Two parts that I have often found accompanying the Lord’s leading are desire and ability. Ben, and consequently the other three of us, all experienced through varying ways both of these things coming together. I had been to London once, though never to see it through the lenses of the Gospel. It looked like the time was right to do so.

We purposely planned our trip so that we would be in London almost two days before we were to start working with the neighborhood churches here. This gave us the chance to worship at two places of note on Sunday, morning and evening: All Souls, formerly pastored by the late John Stott, and St. Paul’s cathedral, a significant congregation within the Anglican Church.
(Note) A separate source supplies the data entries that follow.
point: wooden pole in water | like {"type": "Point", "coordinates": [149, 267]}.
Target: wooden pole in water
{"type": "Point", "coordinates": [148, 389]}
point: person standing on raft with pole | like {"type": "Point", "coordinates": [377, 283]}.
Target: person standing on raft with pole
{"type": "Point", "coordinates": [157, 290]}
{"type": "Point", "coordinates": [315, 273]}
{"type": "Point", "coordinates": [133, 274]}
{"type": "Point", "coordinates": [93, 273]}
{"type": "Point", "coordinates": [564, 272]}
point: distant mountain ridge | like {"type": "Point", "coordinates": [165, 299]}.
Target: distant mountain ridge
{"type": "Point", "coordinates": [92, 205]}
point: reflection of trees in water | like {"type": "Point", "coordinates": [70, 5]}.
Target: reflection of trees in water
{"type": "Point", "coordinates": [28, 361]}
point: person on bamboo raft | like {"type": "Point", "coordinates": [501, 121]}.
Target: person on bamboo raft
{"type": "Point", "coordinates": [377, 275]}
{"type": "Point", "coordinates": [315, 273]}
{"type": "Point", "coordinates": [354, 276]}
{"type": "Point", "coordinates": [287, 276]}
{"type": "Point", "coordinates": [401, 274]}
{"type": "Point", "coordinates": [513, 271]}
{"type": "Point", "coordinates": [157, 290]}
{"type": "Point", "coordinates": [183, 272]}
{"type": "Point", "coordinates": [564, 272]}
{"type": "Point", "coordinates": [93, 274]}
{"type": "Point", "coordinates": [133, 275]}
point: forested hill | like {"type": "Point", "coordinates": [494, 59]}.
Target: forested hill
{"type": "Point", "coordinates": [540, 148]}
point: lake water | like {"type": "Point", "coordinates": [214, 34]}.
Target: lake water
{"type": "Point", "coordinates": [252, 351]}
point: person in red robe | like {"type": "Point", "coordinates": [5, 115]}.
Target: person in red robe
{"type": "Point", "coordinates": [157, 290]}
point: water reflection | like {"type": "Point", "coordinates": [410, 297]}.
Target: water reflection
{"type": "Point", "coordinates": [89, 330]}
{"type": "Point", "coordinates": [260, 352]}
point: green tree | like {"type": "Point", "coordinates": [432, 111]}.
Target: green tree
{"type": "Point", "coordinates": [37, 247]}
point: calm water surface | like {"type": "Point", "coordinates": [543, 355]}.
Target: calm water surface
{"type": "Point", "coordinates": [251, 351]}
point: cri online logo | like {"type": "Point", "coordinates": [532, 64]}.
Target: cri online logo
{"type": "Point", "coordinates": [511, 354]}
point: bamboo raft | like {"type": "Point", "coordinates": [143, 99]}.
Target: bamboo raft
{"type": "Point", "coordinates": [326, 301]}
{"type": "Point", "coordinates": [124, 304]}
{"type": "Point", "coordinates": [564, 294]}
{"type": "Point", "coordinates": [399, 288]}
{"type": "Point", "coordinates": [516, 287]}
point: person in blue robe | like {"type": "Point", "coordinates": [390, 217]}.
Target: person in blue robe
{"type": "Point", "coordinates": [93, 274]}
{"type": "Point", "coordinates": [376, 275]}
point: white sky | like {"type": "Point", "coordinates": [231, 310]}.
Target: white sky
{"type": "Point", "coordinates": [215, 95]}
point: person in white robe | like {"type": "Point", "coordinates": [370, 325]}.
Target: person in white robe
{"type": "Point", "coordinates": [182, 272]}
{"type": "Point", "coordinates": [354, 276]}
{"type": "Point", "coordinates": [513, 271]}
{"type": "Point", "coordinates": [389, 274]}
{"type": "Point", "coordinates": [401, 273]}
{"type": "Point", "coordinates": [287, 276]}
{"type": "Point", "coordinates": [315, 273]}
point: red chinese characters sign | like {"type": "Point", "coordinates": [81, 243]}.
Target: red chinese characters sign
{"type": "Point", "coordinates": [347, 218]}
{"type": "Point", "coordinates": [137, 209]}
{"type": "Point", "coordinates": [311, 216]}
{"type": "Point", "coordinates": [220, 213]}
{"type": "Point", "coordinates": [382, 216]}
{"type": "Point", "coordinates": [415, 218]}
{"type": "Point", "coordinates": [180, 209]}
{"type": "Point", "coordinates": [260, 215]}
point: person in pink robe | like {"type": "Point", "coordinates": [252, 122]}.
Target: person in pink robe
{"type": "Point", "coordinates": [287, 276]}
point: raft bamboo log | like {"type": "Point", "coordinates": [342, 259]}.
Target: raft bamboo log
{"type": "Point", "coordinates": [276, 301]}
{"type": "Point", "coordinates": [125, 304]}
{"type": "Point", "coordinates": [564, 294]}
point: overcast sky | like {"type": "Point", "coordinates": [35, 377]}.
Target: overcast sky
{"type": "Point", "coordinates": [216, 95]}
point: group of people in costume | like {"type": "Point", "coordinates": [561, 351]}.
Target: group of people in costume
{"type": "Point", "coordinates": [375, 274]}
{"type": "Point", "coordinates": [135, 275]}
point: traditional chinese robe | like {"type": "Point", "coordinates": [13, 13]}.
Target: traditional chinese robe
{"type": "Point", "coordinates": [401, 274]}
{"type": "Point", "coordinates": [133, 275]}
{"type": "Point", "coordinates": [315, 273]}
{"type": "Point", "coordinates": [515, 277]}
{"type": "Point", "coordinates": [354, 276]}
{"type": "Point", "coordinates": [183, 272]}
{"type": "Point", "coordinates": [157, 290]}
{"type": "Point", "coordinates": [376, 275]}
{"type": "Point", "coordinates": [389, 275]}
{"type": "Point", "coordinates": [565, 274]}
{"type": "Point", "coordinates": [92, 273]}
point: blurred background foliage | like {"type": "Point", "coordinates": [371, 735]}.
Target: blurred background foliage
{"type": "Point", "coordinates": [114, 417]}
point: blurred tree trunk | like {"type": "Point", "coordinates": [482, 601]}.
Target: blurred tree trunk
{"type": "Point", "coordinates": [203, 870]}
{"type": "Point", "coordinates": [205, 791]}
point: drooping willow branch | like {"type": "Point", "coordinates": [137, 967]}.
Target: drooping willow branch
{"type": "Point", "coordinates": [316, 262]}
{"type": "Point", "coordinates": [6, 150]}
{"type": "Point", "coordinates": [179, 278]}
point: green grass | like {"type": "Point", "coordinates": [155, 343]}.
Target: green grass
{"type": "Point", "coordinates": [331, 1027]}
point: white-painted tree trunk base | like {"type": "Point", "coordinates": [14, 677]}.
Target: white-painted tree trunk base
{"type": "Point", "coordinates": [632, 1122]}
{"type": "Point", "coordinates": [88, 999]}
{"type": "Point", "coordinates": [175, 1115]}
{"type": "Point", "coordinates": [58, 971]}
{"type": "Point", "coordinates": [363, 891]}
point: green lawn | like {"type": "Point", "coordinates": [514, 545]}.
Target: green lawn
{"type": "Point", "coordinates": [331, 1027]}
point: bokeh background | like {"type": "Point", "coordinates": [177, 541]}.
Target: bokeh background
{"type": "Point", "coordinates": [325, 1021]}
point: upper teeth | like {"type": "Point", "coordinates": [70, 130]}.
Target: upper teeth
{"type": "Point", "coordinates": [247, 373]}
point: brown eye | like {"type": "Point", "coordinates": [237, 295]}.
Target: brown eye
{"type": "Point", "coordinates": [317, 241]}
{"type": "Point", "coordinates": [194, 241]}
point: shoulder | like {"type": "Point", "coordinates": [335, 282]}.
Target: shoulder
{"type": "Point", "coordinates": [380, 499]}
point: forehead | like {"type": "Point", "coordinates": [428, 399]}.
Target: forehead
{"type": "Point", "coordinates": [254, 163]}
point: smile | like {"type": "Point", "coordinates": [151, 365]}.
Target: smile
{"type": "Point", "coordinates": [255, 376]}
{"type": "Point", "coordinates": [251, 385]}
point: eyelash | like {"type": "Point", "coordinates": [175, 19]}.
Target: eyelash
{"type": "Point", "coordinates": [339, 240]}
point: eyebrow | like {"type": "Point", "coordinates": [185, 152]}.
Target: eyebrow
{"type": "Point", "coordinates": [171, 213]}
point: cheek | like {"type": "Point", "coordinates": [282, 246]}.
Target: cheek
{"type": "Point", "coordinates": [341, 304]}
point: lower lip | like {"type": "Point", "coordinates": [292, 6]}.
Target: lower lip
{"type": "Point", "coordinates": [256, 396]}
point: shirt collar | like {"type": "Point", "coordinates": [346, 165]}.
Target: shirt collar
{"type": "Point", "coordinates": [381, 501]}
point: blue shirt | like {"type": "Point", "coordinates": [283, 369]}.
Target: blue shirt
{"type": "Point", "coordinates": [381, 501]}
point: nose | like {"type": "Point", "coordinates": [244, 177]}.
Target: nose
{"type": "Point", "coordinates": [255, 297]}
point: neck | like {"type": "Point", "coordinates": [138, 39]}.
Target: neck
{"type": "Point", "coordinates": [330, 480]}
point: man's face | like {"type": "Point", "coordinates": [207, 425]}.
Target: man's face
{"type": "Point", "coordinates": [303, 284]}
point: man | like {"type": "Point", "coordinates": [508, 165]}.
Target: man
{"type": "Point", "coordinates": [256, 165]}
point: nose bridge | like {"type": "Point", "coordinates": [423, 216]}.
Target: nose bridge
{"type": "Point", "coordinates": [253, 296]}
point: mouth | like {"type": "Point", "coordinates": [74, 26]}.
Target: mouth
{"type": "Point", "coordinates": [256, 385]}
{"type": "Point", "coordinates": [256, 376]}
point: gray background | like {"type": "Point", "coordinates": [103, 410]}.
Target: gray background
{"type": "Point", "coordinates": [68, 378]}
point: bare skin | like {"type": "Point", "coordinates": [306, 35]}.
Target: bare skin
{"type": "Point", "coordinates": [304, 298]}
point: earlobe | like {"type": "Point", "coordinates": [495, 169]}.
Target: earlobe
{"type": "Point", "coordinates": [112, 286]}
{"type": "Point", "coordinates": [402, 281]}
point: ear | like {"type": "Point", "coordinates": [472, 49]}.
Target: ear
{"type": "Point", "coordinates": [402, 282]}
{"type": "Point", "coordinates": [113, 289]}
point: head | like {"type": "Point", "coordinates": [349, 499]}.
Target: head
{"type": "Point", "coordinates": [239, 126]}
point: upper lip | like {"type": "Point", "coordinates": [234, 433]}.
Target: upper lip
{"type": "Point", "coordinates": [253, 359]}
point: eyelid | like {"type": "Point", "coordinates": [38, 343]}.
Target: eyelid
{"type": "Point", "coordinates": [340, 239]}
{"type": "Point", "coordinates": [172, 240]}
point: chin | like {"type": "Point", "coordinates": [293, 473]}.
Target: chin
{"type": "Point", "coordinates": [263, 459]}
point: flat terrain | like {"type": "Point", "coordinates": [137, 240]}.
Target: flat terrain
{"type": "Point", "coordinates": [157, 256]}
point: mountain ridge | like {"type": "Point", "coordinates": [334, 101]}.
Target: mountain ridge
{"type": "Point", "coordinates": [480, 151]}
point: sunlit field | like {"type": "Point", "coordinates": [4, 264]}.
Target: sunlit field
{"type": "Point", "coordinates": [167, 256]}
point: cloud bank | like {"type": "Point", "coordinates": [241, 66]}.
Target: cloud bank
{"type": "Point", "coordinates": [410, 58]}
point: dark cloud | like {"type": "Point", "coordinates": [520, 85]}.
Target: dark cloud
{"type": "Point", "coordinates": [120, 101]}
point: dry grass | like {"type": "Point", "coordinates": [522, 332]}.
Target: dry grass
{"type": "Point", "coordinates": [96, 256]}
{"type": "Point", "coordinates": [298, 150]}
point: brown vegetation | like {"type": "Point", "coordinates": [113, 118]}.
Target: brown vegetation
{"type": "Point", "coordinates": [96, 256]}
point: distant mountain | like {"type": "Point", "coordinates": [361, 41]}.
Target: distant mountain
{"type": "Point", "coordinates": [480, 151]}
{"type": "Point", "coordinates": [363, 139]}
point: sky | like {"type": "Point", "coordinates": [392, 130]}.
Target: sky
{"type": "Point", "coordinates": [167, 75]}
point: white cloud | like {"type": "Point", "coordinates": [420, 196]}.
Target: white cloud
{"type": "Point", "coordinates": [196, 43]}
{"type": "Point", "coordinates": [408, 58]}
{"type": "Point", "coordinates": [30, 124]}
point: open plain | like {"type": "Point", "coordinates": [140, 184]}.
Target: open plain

It was good to get two very different pictures of what the Church looks like here. Both of them also made me thankful for The Kirk. (Now if only we could lay claim to an 11th century building…) It was helpful to see how the Church here is currently engaging the city around it.

Today we had just enough time to see one other place of note before we moved outside the city center into the outer multi-ethnic neighborhoods. We went to Westminster Abbey. Many know it simply as the place of the recent royal wedding. There’s much more though. Many kings and queens are buried there (in the church, that is; you walk over the giant markers going down the aisles. It’s a strange feeling), as are poets (Lord Byron), scientists (Isaac Newton), and unknown soldiers. But for our purposes today, we wanted to see an earlier chapter of the Lord’s working through this country so we asked to see the Jerusalem Chamber. The Jerusalem Chamber was where the documents we in the PCA most revere were begun. The Westminster Confession of Faith, shorter and longer catechisms, and multiple versions of the Bible (King James included) were all written here. It is now a forgotten room in the eyes of the world, and off limits to visitors, but thankfully we found a priest who was willing to show us. So much that we are thankful for happened there. It was an honor to get to see it.

Next we arrived outside of the city to engage in multi-ethnic ministry the rest of the week. What that will look like I’m not exactly sure but I know it will be focused on new groups of people that call this place home. Im sure the next 1000 years here will look very different than the last. It will for America too. The four of us are hoping to learn how to better build bridges with people who don’t look or talk like us and to see how the Lord might use us individually and as a church to move into the new world economy, whether that is in London or Ladue.

I’ll be eager to report more later. Tonight we are all exhausted.

We’re Here

After a seven hour flight and an hour of barely making consecutive last-trains-of-the-night, we made it to our hotel. Today is for exploring. Cheers.